While serving as a patient model for Ohio Willow Wood at a trade
show, Hooks met Carl Caspers, CPO, CEO of TEC Interface Systems,
Waite Park, Minnesota. Caspers, also an amputee, invited Hooks to
Minnesota, where he fitted him with the new TEC VASS (Vacuum
Assisted Socket System)".
Gary was excited about the new system. "It's pretty close to
getting your original leg back," Gary declares. "It's GOOD!"
In fact, Gary was so enthusiastic that in February 2000, he sold
his thriving barbecue restaurant to go to work for TEC. It took
about three months to persuade Caspers and TEC to hire him, he
remembered with a chuckle. "I had played wheelchair sports in the
70s and had played amputee golf, so I knew a huge number of
amputees. But I would only see them at golf tournaments and other
events. I thought if I could just go to work for this company, it
would be a lot faster way to get the word out to them."

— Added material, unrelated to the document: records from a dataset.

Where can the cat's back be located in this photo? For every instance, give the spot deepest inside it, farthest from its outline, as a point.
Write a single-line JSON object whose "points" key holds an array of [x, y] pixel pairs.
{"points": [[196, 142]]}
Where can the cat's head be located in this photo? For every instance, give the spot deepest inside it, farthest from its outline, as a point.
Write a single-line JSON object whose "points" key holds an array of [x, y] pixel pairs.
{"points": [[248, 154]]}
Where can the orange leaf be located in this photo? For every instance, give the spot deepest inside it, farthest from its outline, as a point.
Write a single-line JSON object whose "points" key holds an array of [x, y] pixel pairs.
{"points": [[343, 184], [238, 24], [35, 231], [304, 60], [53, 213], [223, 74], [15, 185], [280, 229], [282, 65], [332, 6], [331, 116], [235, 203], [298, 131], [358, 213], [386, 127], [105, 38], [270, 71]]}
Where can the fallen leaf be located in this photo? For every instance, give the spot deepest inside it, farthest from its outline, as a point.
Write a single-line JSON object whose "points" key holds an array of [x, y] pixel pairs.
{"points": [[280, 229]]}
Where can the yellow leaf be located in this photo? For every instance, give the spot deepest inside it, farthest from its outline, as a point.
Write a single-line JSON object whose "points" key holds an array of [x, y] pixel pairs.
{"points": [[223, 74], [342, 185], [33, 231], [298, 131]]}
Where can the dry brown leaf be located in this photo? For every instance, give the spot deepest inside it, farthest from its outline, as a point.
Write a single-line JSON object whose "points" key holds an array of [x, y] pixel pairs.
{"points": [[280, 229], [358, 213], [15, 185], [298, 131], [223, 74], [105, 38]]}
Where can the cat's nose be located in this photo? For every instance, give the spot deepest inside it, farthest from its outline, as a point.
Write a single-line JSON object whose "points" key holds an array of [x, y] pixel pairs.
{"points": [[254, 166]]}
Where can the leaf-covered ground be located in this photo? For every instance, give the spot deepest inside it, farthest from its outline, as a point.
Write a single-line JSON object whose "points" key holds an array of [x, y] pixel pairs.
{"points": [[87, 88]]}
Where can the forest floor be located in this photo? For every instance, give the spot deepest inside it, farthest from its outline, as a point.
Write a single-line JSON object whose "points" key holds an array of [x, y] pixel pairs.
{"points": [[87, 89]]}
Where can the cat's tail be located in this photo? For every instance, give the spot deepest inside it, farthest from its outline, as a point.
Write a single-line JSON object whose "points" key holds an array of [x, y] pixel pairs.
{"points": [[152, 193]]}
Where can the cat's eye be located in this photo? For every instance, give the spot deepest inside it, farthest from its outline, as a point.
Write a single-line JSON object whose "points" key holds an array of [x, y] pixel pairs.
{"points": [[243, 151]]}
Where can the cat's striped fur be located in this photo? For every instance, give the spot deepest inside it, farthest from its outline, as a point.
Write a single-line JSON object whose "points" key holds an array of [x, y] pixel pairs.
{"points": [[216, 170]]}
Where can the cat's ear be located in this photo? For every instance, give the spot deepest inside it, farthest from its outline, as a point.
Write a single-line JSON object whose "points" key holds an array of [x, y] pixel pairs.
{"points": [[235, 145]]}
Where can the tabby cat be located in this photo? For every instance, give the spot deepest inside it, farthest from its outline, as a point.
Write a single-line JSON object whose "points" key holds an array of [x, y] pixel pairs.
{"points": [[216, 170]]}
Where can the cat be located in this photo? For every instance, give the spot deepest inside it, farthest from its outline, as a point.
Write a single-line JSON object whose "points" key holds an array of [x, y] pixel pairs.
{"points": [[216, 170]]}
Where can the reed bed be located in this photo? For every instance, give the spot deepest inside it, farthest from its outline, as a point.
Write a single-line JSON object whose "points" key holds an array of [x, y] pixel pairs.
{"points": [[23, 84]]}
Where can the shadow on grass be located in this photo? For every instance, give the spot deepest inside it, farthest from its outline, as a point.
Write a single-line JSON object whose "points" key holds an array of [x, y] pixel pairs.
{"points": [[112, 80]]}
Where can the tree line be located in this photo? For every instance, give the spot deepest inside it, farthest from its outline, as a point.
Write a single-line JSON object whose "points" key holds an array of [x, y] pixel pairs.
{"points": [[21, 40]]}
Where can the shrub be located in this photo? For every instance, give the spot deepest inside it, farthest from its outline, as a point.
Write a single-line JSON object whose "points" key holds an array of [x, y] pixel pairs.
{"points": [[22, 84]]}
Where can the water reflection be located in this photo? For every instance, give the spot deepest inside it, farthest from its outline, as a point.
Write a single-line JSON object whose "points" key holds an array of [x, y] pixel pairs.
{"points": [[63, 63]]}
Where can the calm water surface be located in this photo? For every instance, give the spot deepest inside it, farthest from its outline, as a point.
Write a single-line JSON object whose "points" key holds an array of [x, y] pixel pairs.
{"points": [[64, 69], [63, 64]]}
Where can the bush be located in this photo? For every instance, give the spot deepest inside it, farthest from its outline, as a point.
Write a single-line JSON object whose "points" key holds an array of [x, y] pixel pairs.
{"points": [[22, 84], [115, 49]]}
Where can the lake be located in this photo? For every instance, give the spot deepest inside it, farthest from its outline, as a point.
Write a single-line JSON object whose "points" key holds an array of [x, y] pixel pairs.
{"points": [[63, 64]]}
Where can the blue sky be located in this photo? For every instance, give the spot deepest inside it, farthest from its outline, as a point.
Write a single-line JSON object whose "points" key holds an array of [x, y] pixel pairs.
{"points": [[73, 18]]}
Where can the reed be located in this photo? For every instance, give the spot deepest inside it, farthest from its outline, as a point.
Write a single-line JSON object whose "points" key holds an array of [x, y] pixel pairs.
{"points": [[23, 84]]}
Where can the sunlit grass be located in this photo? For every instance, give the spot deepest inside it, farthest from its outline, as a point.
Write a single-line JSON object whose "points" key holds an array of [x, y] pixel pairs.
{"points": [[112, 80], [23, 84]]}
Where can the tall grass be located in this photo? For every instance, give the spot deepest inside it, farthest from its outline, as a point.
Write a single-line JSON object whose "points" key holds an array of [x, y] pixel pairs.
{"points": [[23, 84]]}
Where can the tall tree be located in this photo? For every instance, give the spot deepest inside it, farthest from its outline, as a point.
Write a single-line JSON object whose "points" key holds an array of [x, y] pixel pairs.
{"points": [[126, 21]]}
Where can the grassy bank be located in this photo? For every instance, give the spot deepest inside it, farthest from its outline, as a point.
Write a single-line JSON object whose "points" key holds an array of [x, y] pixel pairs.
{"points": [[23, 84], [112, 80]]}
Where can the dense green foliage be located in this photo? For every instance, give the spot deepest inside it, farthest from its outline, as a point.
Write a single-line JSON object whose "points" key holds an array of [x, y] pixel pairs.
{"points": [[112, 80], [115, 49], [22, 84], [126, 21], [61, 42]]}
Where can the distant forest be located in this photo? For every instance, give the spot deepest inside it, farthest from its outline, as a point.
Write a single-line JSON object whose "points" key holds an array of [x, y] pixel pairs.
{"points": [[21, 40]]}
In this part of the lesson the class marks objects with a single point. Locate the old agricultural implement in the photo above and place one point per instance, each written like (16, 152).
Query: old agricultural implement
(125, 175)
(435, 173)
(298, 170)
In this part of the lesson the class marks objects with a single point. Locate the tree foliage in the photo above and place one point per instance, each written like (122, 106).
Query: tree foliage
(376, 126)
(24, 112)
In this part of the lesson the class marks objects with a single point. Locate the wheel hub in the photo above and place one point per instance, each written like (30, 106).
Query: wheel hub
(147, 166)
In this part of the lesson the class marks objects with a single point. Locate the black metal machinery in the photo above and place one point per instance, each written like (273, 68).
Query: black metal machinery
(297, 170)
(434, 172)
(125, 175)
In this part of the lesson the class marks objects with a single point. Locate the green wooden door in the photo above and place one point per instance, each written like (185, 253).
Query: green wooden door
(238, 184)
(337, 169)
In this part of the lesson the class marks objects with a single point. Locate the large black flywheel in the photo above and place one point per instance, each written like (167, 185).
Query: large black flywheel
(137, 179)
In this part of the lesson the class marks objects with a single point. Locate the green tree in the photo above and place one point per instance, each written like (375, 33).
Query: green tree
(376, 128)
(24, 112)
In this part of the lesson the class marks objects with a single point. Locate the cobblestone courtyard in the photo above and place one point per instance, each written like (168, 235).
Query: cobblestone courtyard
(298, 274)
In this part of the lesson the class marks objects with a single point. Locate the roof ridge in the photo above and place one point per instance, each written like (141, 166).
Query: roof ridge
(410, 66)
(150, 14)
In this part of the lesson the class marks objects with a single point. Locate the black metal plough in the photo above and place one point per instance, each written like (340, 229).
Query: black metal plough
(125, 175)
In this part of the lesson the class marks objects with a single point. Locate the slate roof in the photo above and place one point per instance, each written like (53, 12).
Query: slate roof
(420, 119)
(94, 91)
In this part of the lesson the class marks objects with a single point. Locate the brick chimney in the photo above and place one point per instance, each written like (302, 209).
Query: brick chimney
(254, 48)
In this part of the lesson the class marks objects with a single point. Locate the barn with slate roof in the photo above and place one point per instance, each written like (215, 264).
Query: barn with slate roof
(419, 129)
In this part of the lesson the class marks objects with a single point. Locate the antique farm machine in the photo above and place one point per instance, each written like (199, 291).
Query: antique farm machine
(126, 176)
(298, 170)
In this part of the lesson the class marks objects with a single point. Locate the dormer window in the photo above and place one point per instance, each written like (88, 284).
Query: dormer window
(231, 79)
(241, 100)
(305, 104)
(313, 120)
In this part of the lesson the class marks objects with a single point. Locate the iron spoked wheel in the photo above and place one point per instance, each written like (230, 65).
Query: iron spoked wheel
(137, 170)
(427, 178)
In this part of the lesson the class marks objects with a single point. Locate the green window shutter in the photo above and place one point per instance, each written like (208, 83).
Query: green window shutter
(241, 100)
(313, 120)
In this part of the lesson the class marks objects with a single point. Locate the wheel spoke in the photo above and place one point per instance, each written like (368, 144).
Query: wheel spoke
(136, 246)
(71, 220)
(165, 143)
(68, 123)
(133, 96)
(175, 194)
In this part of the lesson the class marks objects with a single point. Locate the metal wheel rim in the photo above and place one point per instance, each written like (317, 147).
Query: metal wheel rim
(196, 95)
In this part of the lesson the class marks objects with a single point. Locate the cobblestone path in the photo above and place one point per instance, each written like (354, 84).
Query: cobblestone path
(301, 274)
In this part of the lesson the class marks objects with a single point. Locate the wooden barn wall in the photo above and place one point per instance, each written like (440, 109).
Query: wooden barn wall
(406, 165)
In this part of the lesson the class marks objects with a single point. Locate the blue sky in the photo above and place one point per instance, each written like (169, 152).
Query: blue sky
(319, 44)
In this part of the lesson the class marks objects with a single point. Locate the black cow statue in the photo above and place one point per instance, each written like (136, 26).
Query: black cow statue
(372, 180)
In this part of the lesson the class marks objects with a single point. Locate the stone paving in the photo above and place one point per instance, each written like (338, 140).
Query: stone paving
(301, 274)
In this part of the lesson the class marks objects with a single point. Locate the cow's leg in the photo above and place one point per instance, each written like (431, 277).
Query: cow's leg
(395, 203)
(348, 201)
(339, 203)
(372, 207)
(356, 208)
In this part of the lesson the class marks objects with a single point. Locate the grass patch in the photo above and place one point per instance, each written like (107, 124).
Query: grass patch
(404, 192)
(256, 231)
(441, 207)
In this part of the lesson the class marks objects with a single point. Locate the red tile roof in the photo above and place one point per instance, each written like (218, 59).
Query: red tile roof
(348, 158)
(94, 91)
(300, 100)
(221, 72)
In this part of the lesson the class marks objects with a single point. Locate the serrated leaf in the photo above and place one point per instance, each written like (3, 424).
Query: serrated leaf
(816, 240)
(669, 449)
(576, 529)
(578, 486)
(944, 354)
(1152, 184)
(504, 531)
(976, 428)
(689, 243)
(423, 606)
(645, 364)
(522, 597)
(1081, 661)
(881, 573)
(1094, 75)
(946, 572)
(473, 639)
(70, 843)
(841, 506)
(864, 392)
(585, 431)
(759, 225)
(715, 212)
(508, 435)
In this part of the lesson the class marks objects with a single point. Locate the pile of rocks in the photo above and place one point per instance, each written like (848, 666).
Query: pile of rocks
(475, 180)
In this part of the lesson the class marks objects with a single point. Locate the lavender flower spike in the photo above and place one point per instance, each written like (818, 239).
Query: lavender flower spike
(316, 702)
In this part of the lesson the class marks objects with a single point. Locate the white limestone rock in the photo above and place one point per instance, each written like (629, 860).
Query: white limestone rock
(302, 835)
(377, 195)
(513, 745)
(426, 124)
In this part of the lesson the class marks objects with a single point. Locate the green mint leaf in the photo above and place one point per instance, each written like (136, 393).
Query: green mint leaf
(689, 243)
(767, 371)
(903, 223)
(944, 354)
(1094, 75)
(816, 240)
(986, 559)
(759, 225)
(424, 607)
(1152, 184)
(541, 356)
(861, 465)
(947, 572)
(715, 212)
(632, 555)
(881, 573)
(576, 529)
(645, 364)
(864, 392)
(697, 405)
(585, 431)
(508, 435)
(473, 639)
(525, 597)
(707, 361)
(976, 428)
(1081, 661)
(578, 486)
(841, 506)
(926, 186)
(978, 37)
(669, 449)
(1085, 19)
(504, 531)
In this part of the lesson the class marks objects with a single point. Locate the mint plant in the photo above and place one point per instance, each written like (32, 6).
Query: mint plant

He feels that the company's recent acquisition by Otto Bock is a
positive move, since Otto Bock has strong resources for research
and marketing to help Caspers develop more of his innovative
ideas.
Gary has lived in Florida for the last 18 years. Born in
Pennsylvania, he moved with his parents to North Carolina when he
was only six months old. Later, he bought his boyhood home from his
parents when they retired and moved to Florida in 1974. About ten
years later, Gary too came to the Sunshine State. He and his wife
have been married for 17 years and have a 15-year old son. As to
athletic goals for the future, Gary hopes to qualify for some of
the PGA senior events. Being an amputee is no hindrance, he feels.
With the TEC VASS system, "It's like getting your life back," he
says. "From the time I put the leg on in the morning until I take
it off at night, I'm not even aware of being an amputee."